J’avoue qu’en général on ne voit dans ces petits poëmes ni la richesse des compositions d’Homère, ni le feu des odes de Pindare ou des chœurs des tragiques ; mais j’ose dire aussi que Callimaque, dont le principal mérite ne consiste, si l’on veut, que dans une élégance continue et dans la variété des détails qu’il sait placer à propos, montre quelquefois assez d’élévation et de force pour que le jugement d’Ovide, qui lui refusait entièrement le génie et ne lui accordait que l’art, paraisse au moins trop sévère.

D’ailleurs la lecture de ces hymnes, qui, comme pièces de poésie, ont droit de nous intéresser, doit nous attacher encore plus par l’utilité dont elle est pour la parfaite intelligence de la fable et de l’histoire ancienne. Les notes de plusieurs savants hommes, et surtout le vaste commentaire de Spanheim, en ont fait sortir une foule de traits variés, qui peuvent servir à l’éclaircissement de plusieurs points de mythologie et d’histoire, principalement par rapport aux pratiques religieuses de plusieurs fêtes célèbres dans la Grèce.
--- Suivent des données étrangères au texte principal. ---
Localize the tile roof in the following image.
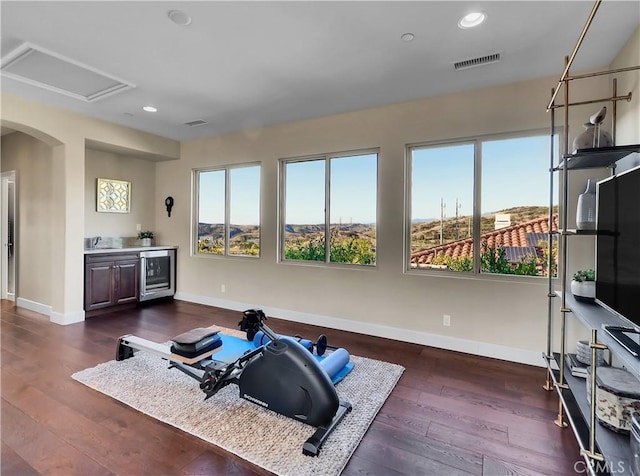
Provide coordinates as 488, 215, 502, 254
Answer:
410, 214, 558, 268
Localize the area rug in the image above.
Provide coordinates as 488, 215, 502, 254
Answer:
72, 328, 404, 476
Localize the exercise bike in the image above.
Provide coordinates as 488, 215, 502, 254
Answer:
116, 309, 352, 456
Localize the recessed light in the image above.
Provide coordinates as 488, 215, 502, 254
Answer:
401, 32, 415, 42
458, 12, 486, 29
168, 10, 191, 26
142, 105, 157, 113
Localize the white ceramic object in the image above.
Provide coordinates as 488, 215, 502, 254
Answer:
571, 279, 595, 302
572, 123, 613, 153
575, 339, 605, 366
576, 179, 596, 230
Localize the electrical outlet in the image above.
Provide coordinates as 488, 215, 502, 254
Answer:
136, 224, 141, 231
221, 284, 226, 293
443, 314, 451, 326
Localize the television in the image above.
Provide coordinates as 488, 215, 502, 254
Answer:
596, 164, 640, 357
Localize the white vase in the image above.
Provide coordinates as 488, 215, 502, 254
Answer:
571, 280, 595, 302
576, 179, 596, 230
141, 238, 152, 247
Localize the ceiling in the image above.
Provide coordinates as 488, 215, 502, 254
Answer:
1, 1, 639, 142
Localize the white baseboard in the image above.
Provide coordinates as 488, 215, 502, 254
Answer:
50, 310, 85, 326
16, 297, 85, 325
174, 292, 543, 367
16, 297, 52, 316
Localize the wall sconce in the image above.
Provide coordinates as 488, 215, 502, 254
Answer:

C’est en suivant les traces de ces laborieux écrivains, en réunissant tous ces différents traits épars dans leurs écrits, et en recueillant ceux qui pouvaient leur être échappés, que je suis parvenu à donner, dans plusieurs dissertations, lues à l’Académie des Belles-Lettres, une idée plus juste que celle qu’on s’était formée jusqu’à présent, des solennités pour lesquelles la plupart de ces hymnes ont été composées, telles que les fêtes carnéennes, les Thesmophories, la cérémonie des bains de Pallas, et les fêtes de Délos.

On me saura gré, peut-être, de rassembler ici tout ce qu’on peut savoir touchant la personne de Callimaque, et ses nombreux ouvrages, dont nous ne possédons aujourd’hui que la moindre partie.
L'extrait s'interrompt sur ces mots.